Everything will be cheaper at 24V. You'll use thinner copper wire. You can use a lower amperage controller. Only the extra cost of the batteries is factored in.

You can buy a REAL 4000W inverter at 24V. It will have safety certification. A 3500W inverter at 12V is a scam product that is NOT UL-listed!

I'm seeing high-voltage residential-sized panels in the 250-275W range selling now for 50$ in my area. Four of those wired 2S2P could feed an inexpensive 40A MPPT controller like a Tracer 4210AN for a total of 325$ for both the panels and the controller. 440$ for four 6V CostCo golf-cart batteries, and XXX for a good inverter. I'd look at Samlex's products for something that is economical but UL-listed.
 
I was just finding this from help on another group. I'm gonna delete this soon and rework my whole plan.
 
I was just finding this from help on another group.
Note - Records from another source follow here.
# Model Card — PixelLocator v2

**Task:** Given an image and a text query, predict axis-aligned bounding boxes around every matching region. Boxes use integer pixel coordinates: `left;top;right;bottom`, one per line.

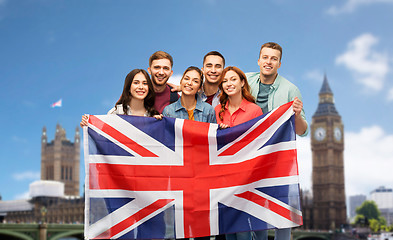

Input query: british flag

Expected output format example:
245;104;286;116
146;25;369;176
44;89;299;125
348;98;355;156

84;103;302;239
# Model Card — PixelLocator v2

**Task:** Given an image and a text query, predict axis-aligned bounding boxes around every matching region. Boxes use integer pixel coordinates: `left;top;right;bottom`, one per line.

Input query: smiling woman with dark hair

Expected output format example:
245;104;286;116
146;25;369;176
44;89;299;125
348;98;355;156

158;66;216;123
215;66;262;128
80;69;158;127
I'm gonna delete this soon and rework my whole plan.
no need to delete , we always like seeing plans evolve .
many of us have some bad feeling about 12v , my breaking point was when i figured out how much the wire was going to cost to run 12v lights and some other stuff 60 feet away and i wanted to add more panels but the cost of wire is 4 times as much , the problem is 12v is not very scalable
but there is many people on here that run 12v very happily.

we just tell you what we think be it good bad or in my case just plan wrong :)

even the 12v naysayers were always very helpful here kind of a case of been there done that

good luck
 
I think I'll get the same batteries but wire them in series pairs, and parallel the pairs. And instead look for an all in one charger/inverter that will basically run the AC directly off the solar on the hot days I have good light. Currently looking for a good unit that can feed the small AC, then I'll figure out how many panels I need of what size to reliably feed the charger/inverter. I think the all in one route will simplify things for me as a newbie.